I find this very confusing (not your fault, just the semantics expected
by the core code). I can see that x86 is using _PAGE_PSE to make
pmd_present(pmd_mknotpresent()) == true. However, for pud that's not the
case (because it's not used for transhuge).

I'd rather have this renamed to pmd_mknotvalid().

> In absence of a positive section mapping bit on arm64, PTE_SPECIAL is being set
> temporarily to remember that it was a mapped PMD which got invalidated recently
> but which still points to memory. Hence pmd_present() must evaluate true.

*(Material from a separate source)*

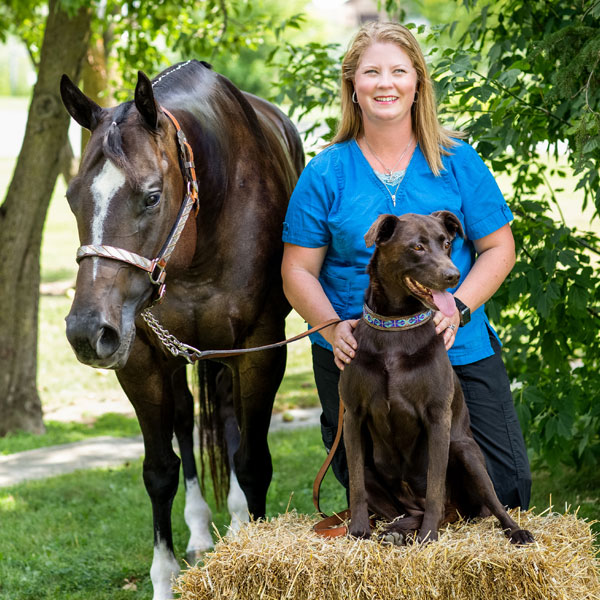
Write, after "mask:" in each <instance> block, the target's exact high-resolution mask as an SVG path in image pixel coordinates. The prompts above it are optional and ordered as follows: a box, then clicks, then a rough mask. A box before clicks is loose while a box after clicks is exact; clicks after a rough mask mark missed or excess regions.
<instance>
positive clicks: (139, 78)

I wonder if we can encode this safely for arm64 in the bottom two bits
of a pmd :

0b00 - not valid, not present
0b10 - not valid, present, huge
0b01 - valid, present, huge
0b11 - valid, table (not huge)

Do we ever call pmdp_invalidate() on a table entry? I don't think we do.

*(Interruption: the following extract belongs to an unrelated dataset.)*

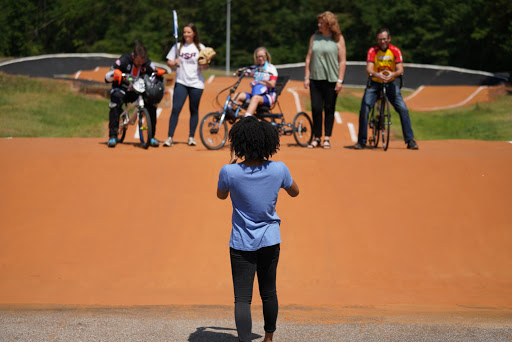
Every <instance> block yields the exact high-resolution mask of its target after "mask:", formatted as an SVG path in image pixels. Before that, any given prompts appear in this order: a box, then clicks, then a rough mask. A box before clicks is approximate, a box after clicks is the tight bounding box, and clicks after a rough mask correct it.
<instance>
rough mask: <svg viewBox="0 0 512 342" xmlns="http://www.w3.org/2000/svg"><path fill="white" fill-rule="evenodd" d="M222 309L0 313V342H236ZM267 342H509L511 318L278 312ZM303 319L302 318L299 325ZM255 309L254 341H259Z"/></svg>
mask: <svg viewBox="0 0 512 342" xmlns="http://www.w3.org/2000/svg"><path fill="white" fill-rule="evenodd" d="M232 310H233V309H232V307H228V306H140V307H73V306H66V307H58V306H56V307H37V306H26V307H19V306H18V307H12V306H3V307H0V341H1V342H4V341H5V342H7V341H22V342H25V341H27V342H28V341H31V342H39V341H122V342H131V341H190V342H228V341H236V340H237V338H236V330H235V326H234V319H233V314H232ZM279 315H280V317H279V319H278V330H277V331H276V333H275V335H274V341H315V342H316V341H318V342H323V341H325V342H327V341H329V342H331V341H365V342H366V341H368V342H371V341H486V342H491V341H511V340H512V311H511V312H509V314H505V315H503V312H501V313H500V314H497V313H496V312H494V313H493V310H492V309H473V310H463V311H456V310H455V311H447V312H439V311H436V312H432V311H428V310H425V311H422V309H421V308H420V309H419V311H418V310H417V311H410V310H407V311H406V312H397V311H388V310H386V309H378V308H369V307H368V308H359V309H355V310H354V309H351V308H345V309H343V308H342V309H339V308H338V309H333V308H316V309H315V308H306V307H293V306H292V307H287V306H285V307H282V308H281V309H280V314H279ZM301 317H302V318H301ZM262 326H263V322H262V319H261V306H255V307H253V338H252V339H253V341H262V339H263V336H262V335H263V328H262Z"/></svg>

So a pte_mknotvalid would set bit 1 and I think swp_entry_to_pmd() would
have to clear it so that pmd_present() actually returns false for a swp
pmd entry.

> > we need to implement our own pmdp_invalidate() or change the generic one
> > to set a "special" bit instead of just a pmd_mknotpresent?
> Though arm64 can subscribe __HAVE_ARCH_PMDP_INVALIDATE and implement it's own
> pmdp_invalidate() in order to not call pmd_mknotpresent() and instead operate
> on the invalid and special bits directly. But its not going to alter relevant
> semantics here. AFAICS it might be bit better as it saves pmd_mknotpresent()
> from putting in that special bit in there which it is not supposed do.
> IFAICS there is no compelling reason for generic pmdp_invalidate() to change
> either. It calls pmd_mknotpresent() which invalidates the entry through valid
> or present bit and platforms which have dedicated huge page bit can still test
> positive for pmd_present() after it's invalidation. It works for such platforms.
> Platform specific override is required when invalidation via pmd_mknotpresent()
> is not enough.

I'd really like the mknotpresent to be renamed to mknotvalid and then we
can keep pmdp_invalidate unchanged (well, calling mknotvalid instead).